Stop Chasing Churn. Go Fix the Moment It Started.
By Ray with my favorite human, Benjamin Scott. News Brief,
TL;DRChurn is a symptom, not a number to manage. Here's how teams tie in-product support and experimentation to real conversion lifts.
You watch cancellations tick up and the reflex kicks in. Win-back emails. Exit surveys. A last-minute discount. None of it touches the thing that actually broke. A pile of new case studies makes the better argument: the failure happened weeks before anyone clicked cancel, and you can find the exact moment if you look. Let me catch you up.
The cancel button is the last thing that happens, not the first
Churn is a lagging indicator. By the time someone leaves, the bad experience is already old news. Glenn Vanderlinden lays it out plainly: churn is a symptom, the end result of a user experience failure that happened weeks or months prior. Chasing it with discounts is treating the fever and ignoring the infection.
The fix is to stop measuring whether people used a feature and start measuring whether they finished the job the feature was built for. Take a checkout flow. Don't ask how many people saw it. Ask if they can pay within 90 seconds, then build a funnel and find out where the median actually lands. The gap between what you meant to build and what users hit is your roadmap.
A stuck user is a ticket you can still catch
Every stall sets off a chain. Best case, you get a support ticket. Worst case, the person just leaves. And odds are other people are stuck on the same thing. Belinda Chiu makes the point that the real value isn't just answering one question, it's seeing the pattern. When the same Slack-connection question keeps coming up, that's a signal to build a guide, not field the same ticket fifty times.
ACKO ran this play at scale. Their team found nearly 50% of users walked away after three messages with the chatbot, whether or not they got an answer. So they added a button to reach a human before the drop, plus tappable question cards to pull passive browsers into a conversation. Conversions on health insurance rose 13%, and inbound calls fell about 50%.

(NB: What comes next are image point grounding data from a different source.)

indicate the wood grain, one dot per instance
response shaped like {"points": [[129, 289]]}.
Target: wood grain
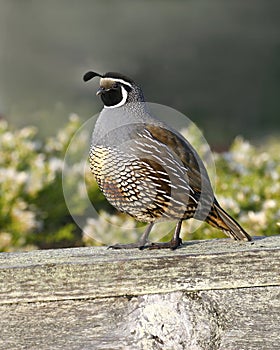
{"points": [[216, 294]]}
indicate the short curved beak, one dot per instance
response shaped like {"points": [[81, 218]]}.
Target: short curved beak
{"points": [[99, 91]]}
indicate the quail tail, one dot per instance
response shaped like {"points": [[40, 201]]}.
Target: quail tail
{"points": [[220, 219]]}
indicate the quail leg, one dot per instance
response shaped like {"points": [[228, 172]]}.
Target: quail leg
{"points": [[140, 244], [175, 242]]}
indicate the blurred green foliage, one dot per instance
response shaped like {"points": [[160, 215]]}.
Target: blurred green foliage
{"points": [[33, 213]]}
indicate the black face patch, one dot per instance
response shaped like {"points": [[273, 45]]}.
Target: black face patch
{"points": [[112, 96]]}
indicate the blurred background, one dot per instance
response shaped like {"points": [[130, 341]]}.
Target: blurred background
{"points": [[216, 61]]}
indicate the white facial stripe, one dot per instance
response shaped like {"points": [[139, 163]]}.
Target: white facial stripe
{"points": [[122, 102], [116, 80]]}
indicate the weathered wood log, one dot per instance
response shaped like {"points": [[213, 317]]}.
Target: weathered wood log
{"points": [[216, 294]]}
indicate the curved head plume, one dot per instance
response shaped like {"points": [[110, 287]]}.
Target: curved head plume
{"points": [[89, 75]]}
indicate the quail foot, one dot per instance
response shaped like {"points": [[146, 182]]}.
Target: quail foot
{"points": [[147, 169]]}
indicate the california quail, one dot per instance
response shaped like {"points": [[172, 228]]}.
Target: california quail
{"points": [[148, 170]]}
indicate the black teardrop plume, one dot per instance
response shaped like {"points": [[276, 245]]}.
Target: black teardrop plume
{"points": [[89, 75]]}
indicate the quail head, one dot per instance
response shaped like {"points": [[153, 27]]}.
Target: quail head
{"points": [[147, 169]]}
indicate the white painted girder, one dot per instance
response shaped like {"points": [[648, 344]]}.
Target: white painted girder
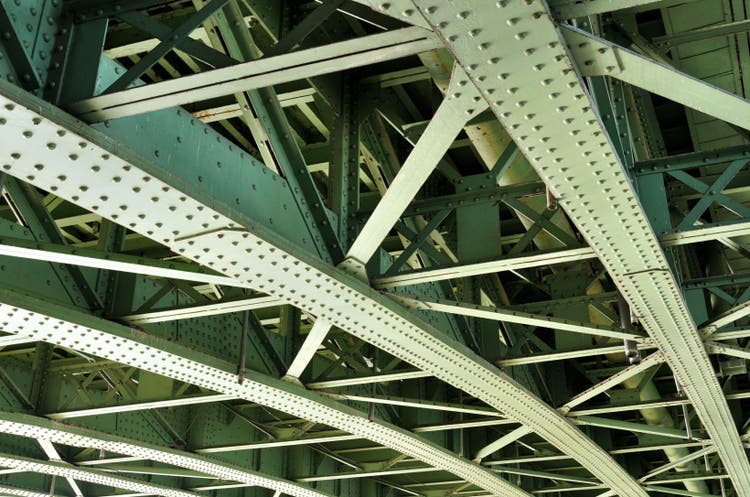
{"points": [[525, 72], [44, 321], [56, 468], [596, 56], [98, 174]]}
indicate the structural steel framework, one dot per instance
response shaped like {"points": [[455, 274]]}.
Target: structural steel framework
{"points": [[335, 248]]}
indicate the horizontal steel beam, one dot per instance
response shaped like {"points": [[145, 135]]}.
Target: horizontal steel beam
{"points": [[598, 57], [50, 252], [260, 73], [565, 141], [35, 427], [184, 400], [214, 234], [46, 321]]}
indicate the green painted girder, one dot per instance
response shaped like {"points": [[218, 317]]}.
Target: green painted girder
{"points": [[417, 333]]}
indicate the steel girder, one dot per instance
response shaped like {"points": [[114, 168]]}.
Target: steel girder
{"points": [[208, 236], [69, 328], [565, 141], [257, 74], [40, 428], [57, 468]]}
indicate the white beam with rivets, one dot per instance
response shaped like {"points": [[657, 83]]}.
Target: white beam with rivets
{"points": [[596, 56], [461, 103], [45, 321], [24, 425], [525, 72], [88, 169], [56, 468]]}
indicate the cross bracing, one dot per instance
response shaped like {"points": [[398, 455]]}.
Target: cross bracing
{"points": [[374, 248]]}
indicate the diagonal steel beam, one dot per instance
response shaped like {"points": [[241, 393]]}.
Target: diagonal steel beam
{"points": [[35, 427], [566, 143], [55, 468], [309, 348], [513, 316], [205, 230], [52, 252], [598, 57], [28, 316], [461, 103]]}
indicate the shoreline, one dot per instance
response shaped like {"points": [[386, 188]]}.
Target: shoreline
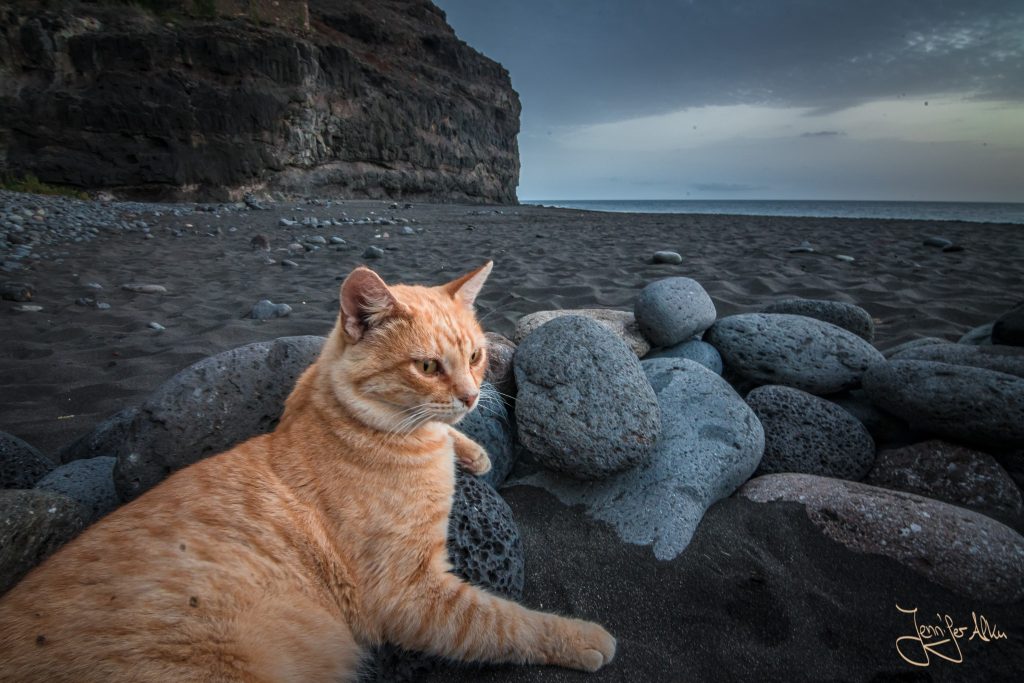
{"points": [[68, 367]]}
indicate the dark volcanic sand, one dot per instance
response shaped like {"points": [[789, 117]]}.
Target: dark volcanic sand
{"points": [[65, 369]]}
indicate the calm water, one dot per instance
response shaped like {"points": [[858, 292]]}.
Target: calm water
{"points": [[971, 211]]}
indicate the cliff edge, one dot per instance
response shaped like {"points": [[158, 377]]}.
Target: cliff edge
{"points": [[359, 98]]}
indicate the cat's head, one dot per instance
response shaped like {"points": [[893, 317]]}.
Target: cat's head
{"points": [[404, 354]]}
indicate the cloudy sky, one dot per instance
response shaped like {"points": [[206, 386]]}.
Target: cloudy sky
{"points": [[846, 99]]}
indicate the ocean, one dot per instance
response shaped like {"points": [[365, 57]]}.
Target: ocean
{"points": [[982, 212]]}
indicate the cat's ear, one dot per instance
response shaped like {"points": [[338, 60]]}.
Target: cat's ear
{"points": [[366, 302], [466, 288]]}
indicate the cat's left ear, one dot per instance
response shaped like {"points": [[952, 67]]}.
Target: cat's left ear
{"points": [[466, 288]]}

The fix takes a week, the friction doesn't wait
Here's the catch nobody plans for. You spot a real problem, you start a fix, and then the fix sits in development and testing for days or weeks. Vanderlinden calls this the deployment gap, and he says it's where the bulk of product churn happens. The user is hitting known friction while you work in silence behind the scenes.
Silence is the enemy. The move is to acknowledge the problem where it happens, not on a status page nobody opens. Pull the cohort of users who hit the snag, drop an in-product banner or tooltip that names it and points to a workaround. Same idea works on the good side. An insurance customer waiting on a claim with no update starts to doubt. Tell them similar claims take 48 hours and the doubt goes away.
When everyone reads the same dashboard, the arguing stops
The deeper shift in these stories is who gets to touch the data. At STAGE, the OTT platform in India, product calls used to go to whoever talked loudest in the room. Once the team shared one source of truth, they found that users who watch three or more episodes in their first week rarely churn. So they built an automated nudge: if you're at two episodes by day five, you get a push toward the third.
That self-serve access is what powers real experimentation. Hostinger moved everything onto one engine and grew from a handful of experiments to more than 400 tests, with 180 people running their own analysis. Some pricing experiments hit 20%-plus conversion. Wanted Lab did the same thing, lifting landing page sign-ups from 4% to 10% and producing over 1,300 charts a year once non-technical marketers could form their own hypotheses without waiting on the analytics team.
The deep cut
The number that should change your Monday isn't a conversion lift, it's the gap between intent and reality. Pick one flow your team owns. Write down, in one sentence, the job it's supposed to do and the time it should take. Then build the funnel and check the real median. That gap is concrete, it's shared, and it gives you something to bring to review besides "churn is up." The teams winning here didn't chase a metric. They documented what "good" meant, measured the distance, and closed it one experiment at a time. The plumbing matters too: ACKO cut launch time 6x by letting non-engineers ship bot journeys, and that speed is what made experimentation their default instead of a quarterly event.
Three questions for your team
- Pick your most important flow. Can you state in one sentence what job it does and how long it should take, and do you have the funnel to check the real number against that?
- When you find a bug or friction point that takes weeks to fix, what do users see in the meantime? A banner that names it, or silence?
- Who on your team can pull a cohort or run a test without filing a ticket to analytics, and what would it take to double that number this quarter?